Nourish Nova Scotia was given a pilot run this year in the area where the student would help raise money for their school’s nutrition programs buy selling locally produced vegetables. With a number of small farms in the area, it presented an opportunity for the Halifax-based organization to be innovative when bringing the service to Northern Nova Scotia.
“We new it had to look a little different up here because there are a lot of small-scale farmers that wanted to be involved and that’s where this hub model came from,” Nourish Nova Scotia executive director Margo Riebe-Butt said.
Six farms from the area each grew a crop specifically for the school fundraiser and students sold advanced orders of 30 lbs. worth of vegetables for $30. On Oct. 5 students met with the farmers at the Dr. Carson and Marion Murray Community Centre for a day of bagging and boxing potatoes, apples, carrots, garlic, kohlrabi, squash, onions, turnips, parsnips and herbs. With Thanksgiving just around the corner, the program saw over 350 boxes sold. Across the province over 6.000 boxes were sold, generating over $180,000 to be split between Nourish Nova Scotia, schools and Nova Scotia farms.

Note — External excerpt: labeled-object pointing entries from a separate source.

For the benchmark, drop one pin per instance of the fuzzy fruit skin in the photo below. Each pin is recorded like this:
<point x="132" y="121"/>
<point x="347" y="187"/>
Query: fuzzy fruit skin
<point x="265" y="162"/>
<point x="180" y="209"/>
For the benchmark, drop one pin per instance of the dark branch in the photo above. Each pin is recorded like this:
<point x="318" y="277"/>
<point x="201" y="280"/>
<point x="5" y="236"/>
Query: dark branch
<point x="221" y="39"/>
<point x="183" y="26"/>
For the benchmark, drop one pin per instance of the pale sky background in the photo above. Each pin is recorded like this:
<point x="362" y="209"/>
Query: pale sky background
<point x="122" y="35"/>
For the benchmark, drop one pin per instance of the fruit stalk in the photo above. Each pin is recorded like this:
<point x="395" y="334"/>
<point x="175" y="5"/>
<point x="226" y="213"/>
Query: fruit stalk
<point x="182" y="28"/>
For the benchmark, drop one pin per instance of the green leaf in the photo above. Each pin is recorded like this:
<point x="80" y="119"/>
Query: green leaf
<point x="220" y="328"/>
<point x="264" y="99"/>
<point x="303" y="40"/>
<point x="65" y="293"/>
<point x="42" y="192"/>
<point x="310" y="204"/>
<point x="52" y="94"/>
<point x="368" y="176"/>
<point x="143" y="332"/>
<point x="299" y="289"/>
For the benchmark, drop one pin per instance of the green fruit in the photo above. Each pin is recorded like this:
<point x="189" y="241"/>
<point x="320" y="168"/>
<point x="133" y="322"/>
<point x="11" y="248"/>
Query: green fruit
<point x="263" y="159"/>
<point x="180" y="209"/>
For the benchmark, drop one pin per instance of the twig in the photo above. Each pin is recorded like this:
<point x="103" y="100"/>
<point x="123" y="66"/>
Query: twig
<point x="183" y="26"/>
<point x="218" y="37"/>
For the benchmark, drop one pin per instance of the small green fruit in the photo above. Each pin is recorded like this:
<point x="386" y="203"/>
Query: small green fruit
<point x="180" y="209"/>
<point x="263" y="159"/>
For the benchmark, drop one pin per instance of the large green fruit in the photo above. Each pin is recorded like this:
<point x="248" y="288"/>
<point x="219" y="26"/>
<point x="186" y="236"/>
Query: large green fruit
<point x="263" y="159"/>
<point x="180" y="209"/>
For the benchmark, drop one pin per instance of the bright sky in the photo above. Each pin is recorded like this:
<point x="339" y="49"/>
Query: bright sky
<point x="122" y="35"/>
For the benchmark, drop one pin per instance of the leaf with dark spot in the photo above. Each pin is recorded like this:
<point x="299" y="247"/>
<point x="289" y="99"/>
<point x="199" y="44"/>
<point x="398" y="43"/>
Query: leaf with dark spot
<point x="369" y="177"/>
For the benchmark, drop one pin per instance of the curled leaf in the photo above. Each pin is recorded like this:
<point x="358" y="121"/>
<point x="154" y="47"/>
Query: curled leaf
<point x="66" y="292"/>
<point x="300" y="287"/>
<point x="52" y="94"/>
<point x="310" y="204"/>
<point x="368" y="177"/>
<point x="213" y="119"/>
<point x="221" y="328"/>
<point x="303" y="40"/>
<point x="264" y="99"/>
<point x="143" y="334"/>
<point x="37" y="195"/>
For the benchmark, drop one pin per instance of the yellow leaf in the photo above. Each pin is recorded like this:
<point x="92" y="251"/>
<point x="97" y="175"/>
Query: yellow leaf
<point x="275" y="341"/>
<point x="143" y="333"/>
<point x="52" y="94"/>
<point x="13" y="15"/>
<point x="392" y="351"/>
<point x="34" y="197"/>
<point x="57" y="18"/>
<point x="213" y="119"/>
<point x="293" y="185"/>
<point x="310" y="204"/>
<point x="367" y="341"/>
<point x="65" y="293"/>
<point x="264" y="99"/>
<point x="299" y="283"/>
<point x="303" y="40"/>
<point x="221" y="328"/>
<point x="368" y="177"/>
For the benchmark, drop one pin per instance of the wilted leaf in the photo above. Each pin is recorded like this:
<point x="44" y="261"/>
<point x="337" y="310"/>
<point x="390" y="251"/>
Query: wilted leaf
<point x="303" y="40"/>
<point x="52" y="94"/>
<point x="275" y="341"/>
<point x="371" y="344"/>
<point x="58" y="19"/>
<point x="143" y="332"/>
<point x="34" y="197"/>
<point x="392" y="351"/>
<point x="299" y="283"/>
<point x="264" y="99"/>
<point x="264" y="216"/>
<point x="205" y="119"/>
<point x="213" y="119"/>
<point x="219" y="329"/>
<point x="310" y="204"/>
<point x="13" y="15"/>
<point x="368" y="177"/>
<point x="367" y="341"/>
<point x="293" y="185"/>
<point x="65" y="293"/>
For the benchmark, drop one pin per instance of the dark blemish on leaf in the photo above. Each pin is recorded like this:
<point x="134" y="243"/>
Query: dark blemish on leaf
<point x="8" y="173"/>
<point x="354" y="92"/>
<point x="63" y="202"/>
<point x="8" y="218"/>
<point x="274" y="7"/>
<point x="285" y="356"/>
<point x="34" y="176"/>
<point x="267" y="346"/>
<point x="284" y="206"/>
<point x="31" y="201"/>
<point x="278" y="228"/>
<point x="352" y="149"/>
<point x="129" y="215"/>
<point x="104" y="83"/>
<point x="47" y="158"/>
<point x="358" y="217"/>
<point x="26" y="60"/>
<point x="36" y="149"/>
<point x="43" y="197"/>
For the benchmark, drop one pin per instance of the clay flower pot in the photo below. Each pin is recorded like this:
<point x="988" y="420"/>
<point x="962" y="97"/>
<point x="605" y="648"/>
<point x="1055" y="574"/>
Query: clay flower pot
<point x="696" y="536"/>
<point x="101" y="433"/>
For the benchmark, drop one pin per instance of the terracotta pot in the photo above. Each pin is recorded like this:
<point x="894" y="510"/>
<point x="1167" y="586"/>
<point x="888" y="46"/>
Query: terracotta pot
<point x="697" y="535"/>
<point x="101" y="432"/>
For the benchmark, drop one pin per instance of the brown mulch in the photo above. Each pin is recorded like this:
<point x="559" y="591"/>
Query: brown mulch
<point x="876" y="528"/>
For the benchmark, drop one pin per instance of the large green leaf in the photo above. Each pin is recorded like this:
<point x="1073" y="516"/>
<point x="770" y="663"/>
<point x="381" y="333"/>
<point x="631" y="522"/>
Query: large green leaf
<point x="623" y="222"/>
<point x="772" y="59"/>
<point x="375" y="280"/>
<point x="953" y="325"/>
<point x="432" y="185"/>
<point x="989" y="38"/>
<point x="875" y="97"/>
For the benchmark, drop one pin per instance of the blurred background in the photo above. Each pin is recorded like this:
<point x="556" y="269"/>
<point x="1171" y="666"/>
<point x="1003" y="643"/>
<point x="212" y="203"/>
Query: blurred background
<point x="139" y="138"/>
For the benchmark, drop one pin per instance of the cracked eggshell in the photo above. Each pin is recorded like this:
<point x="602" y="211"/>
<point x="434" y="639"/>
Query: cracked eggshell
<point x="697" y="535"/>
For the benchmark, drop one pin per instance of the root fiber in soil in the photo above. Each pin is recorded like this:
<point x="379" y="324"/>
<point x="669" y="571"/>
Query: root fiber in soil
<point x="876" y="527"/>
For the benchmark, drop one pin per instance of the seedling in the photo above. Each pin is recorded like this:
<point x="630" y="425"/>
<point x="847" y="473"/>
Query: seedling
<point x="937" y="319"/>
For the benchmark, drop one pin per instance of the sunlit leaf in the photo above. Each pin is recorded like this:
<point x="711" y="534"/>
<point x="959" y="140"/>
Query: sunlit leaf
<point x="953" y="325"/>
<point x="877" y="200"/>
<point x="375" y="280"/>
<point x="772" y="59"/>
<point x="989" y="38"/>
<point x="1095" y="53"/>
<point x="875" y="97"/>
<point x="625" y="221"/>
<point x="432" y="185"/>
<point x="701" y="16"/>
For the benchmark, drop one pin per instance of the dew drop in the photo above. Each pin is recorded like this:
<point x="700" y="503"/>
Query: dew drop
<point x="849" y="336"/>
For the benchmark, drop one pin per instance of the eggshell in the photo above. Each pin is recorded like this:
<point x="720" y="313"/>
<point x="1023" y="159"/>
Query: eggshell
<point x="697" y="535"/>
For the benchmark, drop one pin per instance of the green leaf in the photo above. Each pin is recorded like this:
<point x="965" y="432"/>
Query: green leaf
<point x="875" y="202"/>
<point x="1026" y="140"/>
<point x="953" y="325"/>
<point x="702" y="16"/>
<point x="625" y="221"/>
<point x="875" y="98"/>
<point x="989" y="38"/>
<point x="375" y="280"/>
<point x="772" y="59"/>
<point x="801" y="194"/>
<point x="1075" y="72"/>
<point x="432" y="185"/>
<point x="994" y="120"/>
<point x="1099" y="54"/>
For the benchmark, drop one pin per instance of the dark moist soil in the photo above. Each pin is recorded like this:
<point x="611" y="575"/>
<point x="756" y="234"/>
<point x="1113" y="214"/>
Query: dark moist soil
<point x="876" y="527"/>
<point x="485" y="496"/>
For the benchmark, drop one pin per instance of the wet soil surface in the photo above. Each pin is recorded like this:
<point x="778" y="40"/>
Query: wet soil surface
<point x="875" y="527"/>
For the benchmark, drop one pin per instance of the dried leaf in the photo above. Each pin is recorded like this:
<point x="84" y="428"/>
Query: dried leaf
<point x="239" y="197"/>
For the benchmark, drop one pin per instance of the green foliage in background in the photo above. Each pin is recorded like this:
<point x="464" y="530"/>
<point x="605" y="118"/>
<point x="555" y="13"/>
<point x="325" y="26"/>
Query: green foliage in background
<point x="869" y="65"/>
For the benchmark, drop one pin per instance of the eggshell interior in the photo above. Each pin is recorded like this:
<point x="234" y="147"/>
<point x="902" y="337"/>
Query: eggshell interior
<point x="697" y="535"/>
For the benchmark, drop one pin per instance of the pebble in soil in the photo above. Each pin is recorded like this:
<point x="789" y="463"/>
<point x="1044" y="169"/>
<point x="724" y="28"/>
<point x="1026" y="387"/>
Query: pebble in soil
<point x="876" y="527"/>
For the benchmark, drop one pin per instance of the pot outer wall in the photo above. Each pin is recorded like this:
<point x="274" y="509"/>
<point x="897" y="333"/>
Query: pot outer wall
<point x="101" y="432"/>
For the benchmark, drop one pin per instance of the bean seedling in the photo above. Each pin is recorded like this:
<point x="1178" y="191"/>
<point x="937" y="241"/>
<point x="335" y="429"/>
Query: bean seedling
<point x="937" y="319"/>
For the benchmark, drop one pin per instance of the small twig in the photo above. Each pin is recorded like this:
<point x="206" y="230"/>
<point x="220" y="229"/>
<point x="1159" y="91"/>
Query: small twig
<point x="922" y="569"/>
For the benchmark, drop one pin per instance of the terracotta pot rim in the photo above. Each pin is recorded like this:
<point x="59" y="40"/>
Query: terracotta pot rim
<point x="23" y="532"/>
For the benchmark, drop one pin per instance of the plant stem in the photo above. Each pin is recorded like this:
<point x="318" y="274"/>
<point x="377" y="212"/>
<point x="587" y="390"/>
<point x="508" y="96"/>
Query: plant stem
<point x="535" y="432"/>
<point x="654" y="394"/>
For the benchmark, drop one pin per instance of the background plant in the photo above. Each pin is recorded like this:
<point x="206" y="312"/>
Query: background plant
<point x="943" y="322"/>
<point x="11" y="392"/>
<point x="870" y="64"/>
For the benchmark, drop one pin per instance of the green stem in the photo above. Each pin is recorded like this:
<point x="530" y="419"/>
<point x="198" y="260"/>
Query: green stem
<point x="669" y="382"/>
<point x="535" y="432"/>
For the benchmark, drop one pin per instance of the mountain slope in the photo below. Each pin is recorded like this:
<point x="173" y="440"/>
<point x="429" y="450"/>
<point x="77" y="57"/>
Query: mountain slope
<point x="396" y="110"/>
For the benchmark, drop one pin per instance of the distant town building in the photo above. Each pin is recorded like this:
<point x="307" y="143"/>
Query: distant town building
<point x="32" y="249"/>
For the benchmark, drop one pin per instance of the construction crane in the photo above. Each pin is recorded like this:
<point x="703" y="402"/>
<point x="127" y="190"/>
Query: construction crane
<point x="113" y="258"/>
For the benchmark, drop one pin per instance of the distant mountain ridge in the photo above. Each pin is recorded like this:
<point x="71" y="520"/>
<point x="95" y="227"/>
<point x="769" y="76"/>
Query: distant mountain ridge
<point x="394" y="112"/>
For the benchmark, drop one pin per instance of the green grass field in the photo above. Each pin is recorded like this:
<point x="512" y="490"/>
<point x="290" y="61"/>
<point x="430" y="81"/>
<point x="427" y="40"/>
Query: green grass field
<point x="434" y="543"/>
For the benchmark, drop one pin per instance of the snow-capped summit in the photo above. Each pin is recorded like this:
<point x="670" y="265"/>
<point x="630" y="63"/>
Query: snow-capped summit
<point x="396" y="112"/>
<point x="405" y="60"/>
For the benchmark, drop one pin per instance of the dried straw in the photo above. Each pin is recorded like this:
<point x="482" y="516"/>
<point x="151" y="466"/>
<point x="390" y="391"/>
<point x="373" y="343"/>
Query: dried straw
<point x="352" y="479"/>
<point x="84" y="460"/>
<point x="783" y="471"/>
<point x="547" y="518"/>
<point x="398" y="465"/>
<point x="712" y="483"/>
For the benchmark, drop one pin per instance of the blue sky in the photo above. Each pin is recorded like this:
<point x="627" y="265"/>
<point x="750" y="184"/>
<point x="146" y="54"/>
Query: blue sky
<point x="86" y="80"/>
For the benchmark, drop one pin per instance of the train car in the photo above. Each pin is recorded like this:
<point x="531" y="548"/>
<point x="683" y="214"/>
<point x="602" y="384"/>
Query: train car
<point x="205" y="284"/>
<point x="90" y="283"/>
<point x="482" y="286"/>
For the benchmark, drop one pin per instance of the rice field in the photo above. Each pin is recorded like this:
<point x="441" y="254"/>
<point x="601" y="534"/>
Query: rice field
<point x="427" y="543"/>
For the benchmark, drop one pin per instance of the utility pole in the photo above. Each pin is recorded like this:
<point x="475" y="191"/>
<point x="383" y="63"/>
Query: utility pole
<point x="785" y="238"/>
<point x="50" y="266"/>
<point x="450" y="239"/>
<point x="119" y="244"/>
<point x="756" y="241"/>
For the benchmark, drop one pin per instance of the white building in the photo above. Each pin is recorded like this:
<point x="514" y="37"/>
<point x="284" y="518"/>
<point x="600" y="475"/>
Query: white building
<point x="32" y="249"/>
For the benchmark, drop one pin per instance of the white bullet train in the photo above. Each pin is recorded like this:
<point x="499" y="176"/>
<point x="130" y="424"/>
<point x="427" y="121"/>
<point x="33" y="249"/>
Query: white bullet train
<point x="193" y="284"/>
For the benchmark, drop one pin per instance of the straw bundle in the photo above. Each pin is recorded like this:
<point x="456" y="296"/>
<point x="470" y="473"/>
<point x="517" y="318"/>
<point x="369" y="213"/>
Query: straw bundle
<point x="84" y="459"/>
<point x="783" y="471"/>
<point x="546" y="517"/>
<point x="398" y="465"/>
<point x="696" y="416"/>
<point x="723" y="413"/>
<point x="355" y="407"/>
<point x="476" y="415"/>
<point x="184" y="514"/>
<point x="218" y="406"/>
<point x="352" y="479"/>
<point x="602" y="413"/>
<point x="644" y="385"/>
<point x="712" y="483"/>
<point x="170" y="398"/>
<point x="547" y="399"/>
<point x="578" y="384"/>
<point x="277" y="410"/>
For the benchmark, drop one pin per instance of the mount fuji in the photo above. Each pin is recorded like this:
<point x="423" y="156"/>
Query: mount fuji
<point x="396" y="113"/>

The program found partners in Northern Nova Scotia through registered nutritionist Trudy Reid and the Cumberland Food Action Network, where partnerships where area famers had already been made. The school program was a natural fit for everyone.
“[We] really, really value increasing fruit and vegetable consumption and creating awareness around food and I wanted to see this happen in Cumberland County, so we brought together some of the farmers and approached some of the teachers, ” Reid said.
Participating farms were the Good Thyme Farm in Amherst Shore, Side By Each outside of Amherst, Les Jardins Stellaria in Lower Shinimicas, Alder Meadow Farm in Linden, Wysmykal Farm on the Northumberland Shore, and Vista Bella in Malagash.